Adapun etika atau adab dalam menasehati adalah sebagai berikut:

1. Menasehati Niat ikhlas karena Allah

Benar-benar Berniat untuk mengingatkan bukan untuk ‘menunjukkan keegoisan’ atau pamer. Jangan sampai menasihati dengan tujuan agar terlihat lebih baik atau untuk ‘menunjukkan diri’ lebih benar, lebih taqwa, dan lebih berilmu.

عَنْ أَبِيْ حَمْزَة أَنَسِ بْنِ مَالِكٍ رَضِيَ اللهُ تَعَالَى عَنْهُ خَادِمِ النَّبِيِّ صَلَّى اللهُ عَلَيْهِ وَسَلَّمَ عَنْ النَّبِيِّ صَلَّى اللهُ عَلَيْهِ وَسَلَّمَ قَالَ: (لاَ يُؤْمِنُ أَحَدُكُمْ حَتَّى يُحِبَّ لأَخِيْهِ مَا يُحِبُّ لِنَفْسِهِ) رَوَاهُ اْلبُخَارِيّ وَمُسْلِمٌ

Dari Abu Hamzah –Anas bin Malik radhiyallahu ‘anhu– pembantu Rasulullah, dari Nabi shallallahu ‘alaihi wa sallam, beliau bersabda: ”Tidaklah salah seorang di antara kalian beriman (dengan keimanan yang sempurna) sampai dia mencintai untuk saudaranya apa yang ia cintai untuk dirinya sendiri.” (HR. Al Bukhari dan Muslim)

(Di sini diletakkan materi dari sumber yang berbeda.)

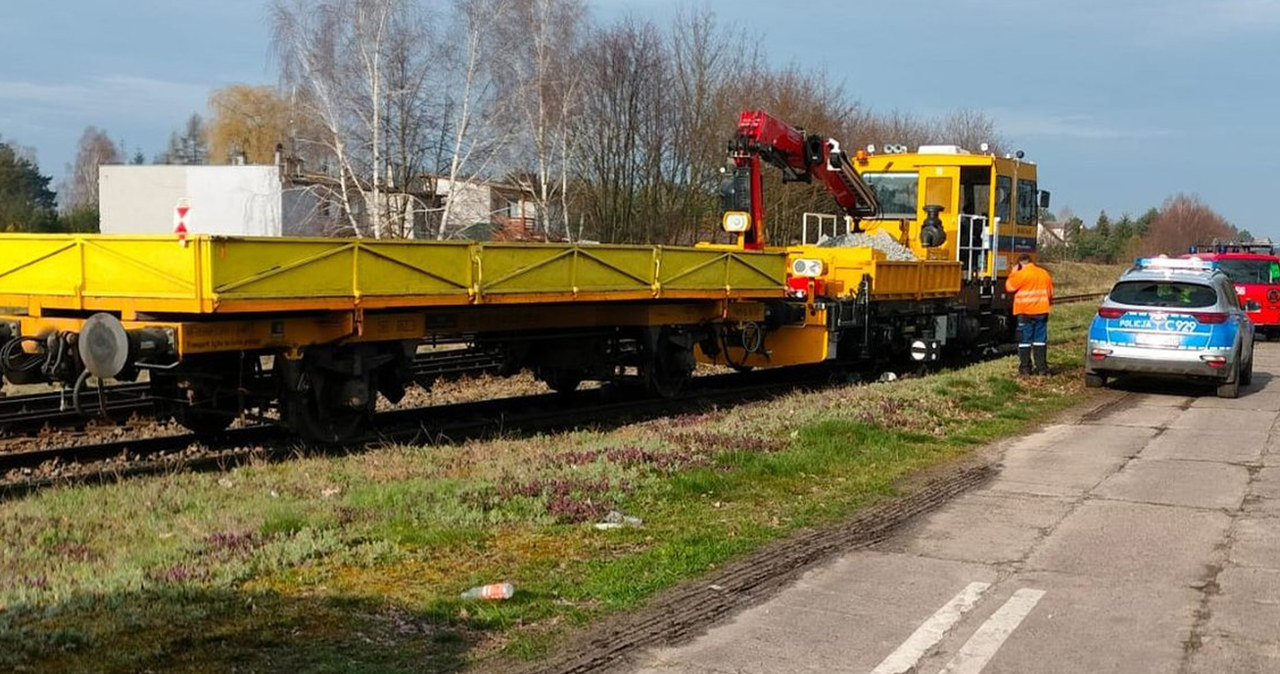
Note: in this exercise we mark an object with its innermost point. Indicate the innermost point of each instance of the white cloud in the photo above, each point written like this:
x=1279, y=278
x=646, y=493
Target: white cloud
x=1032, y=124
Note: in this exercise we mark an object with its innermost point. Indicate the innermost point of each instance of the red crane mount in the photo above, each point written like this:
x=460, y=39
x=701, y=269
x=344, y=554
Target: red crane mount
x=762, y=137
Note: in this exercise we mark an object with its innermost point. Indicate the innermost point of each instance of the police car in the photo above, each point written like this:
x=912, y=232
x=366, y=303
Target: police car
x=1173, y=317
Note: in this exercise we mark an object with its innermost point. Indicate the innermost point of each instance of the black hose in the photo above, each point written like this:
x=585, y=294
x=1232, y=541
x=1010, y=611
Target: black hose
x=8, y=353
x=76, y=391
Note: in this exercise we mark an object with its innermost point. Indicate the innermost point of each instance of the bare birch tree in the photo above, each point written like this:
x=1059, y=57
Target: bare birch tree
x=540, y=76
x=338, y=59
x=95, y=150
x=475, y=133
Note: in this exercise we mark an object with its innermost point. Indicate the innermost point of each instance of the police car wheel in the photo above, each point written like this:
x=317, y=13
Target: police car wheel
x=1233, y=388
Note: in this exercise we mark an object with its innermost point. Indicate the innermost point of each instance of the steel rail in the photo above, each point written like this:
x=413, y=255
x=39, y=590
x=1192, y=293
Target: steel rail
x=448, y=423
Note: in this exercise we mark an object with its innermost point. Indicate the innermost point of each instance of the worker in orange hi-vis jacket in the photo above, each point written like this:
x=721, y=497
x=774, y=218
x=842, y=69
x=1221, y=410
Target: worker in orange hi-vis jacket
x=1033, y=292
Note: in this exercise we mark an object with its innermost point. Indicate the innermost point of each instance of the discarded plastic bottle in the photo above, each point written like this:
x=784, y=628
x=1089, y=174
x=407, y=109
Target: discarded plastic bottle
x=490, y=591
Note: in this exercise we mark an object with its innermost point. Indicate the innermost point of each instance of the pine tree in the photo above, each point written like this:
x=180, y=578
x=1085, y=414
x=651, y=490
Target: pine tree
x=26, y=201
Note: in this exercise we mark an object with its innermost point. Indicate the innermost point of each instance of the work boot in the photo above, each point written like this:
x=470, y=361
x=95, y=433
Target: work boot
x=1024, y=361
x=1040, y=353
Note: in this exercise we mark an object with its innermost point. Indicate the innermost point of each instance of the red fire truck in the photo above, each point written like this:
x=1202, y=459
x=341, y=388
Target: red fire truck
x=1255, y=269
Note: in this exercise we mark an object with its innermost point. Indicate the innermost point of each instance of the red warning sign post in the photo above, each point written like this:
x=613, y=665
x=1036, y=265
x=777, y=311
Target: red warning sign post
x=179, y=219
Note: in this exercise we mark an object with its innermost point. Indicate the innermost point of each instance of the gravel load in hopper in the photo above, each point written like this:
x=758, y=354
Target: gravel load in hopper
x=878, y=241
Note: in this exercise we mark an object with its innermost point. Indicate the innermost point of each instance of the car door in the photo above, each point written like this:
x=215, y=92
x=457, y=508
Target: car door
x=1240, y=317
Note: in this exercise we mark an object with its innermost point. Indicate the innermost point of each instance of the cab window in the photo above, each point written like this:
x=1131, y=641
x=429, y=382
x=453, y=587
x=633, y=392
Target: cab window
x=1004, y=193
x=895, y=192
x=1166, y=294
x=1025, y=202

Hadits ini memberikan standar jelas kepada kita ukuran iman itu adalah sejauh mana keinginan hati kita dalam mencintai saudara kita sesama muslim. Maka nasihat yang kita berikan motivasinya haruslah kebaikan atas saudara kita. Nasihat yang kita berikan semata-mata karena rasa cinta kita kepada saudara kita sesama muslim.

Selain itu menata niat dalam menasihati juga penting agar nasihat kita tidak jatuh kedalam riya, yang itu bisa menghancurkan pahala menasihat. Nasihat yang seharusnya menjadi ladang pahala malah justru menjerumuskan kita ke dalam kehinaan.

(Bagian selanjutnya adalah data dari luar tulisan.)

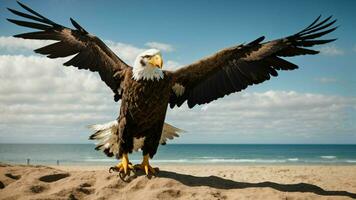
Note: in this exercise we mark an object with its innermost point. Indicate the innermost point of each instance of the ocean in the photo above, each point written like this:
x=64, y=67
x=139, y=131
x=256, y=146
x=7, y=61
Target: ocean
x=229, y=154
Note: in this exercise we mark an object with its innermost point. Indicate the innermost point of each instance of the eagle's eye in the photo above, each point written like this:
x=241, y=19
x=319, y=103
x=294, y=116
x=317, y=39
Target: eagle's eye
x=144, y=60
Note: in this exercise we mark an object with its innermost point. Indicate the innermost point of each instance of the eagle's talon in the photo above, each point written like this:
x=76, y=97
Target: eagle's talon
x=146, y=167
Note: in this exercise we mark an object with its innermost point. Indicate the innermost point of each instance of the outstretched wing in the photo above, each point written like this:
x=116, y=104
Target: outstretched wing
x=233, y=69
x=90, y=52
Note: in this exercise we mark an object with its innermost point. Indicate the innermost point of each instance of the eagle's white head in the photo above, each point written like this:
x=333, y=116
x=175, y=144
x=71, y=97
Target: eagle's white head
x=148, y=66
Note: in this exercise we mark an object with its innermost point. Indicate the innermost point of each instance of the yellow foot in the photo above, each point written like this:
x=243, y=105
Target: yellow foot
x=145, y=166
x=124, y=166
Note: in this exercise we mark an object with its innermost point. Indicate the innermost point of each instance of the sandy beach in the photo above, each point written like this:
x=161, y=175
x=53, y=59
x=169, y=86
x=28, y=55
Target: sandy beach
x=180, y=182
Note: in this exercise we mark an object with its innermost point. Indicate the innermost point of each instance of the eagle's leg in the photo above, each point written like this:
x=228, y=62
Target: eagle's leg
x=145, y=165
x=124, y=166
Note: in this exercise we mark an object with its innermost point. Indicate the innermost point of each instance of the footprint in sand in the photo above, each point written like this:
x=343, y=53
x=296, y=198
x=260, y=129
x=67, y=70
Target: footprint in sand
x=37, y=188
x=53, y=177
x=16, y=177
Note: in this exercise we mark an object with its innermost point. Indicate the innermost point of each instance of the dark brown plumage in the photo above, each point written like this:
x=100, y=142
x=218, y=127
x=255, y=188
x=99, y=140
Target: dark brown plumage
x=144, y=102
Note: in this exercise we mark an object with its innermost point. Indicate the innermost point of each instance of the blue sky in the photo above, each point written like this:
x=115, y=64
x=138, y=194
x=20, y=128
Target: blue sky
x=192, y=30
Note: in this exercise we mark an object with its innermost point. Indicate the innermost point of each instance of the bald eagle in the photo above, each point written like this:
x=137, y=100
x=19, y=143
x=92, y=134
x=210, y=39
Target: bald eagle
x=146, y=90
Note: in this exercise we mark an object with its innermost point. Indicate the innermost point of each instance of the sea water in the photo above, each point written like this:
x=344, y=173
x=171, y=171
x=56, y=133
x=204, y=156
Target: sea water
x=229, y=154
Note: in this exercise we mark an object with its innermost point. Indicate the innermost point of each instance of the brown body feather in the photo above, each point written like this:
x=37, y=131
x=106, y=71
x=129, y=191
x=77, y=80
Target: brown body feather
x=143, y=110
x=144, y=102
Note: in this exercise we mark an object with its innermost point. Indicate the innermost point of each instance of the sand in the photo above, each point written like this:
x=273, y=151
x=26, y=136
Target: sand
x=180, y=182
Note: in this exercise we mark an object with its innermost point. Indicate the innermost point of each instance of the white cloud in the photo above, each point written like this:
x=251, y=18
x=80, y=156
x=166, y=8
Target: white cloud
x=326, y=80
x=275, y=114
x=160, y=46
x=331, y=50
x=39, y=97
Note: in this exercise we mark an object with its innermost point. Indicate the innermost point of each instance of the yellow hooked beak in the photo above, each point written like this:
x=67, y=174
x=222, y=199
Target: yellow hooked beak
x=156, y=61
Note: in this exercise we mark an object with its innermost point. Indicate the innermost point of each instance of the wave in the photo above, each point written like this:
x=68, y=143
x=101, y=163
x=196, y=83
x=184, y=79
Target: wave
x=328, y=157
x=293, y=159
x=351, y=161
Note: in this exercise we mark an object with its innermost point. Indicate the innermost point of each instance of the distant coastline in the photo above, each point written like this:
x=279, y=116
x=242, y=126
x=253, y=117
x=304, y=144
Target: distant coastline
x=186, y=154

إِنَّمَا الْأَعْمَالُ بِالنِّيَّةِ وَلِكُلِّ امْرِئٍ مَا نَوَى فَمَنْ كَانَتْ هِجْرَتُهُ إِلَى اللَّهِ وَرَسُولِهِ فَهِجْرَتُهُ إِلَى اللَّهِ وَرَسُولِهِ وَمَنْ كَانَتْ هِجْرَتُهُ لدُنْيَا يُصِيبُهَا أَوِ امْرَأَةٍ يَتَزَوَّجُهَا فَهِجْرَتُهُ إِلَى مَا هَاجَرَ إِلَيْهِ

 “Sesungguhnya setiap amal itu bergantung kepada niatnya dan sesungguhnya setiap orang itu hanya akan mendapatkan sesuai dengan apa yang diniatkannya. Barangsiapa yang hijrahnya kepada Allah dan Rasul-Nya maka hijrahnya (dinilai) kepada Allah dan Rasul-Nya, dan barangsiapa yang hijrahnya karena dunia yang hendak diraihnya atau karena wanita yang hendak dinikahinya, maka (hakikat) hijrahnya itu hanyalah kepada apa yang menjadi tujuan hijrahnya” (HR. Bukhari dan Muslim).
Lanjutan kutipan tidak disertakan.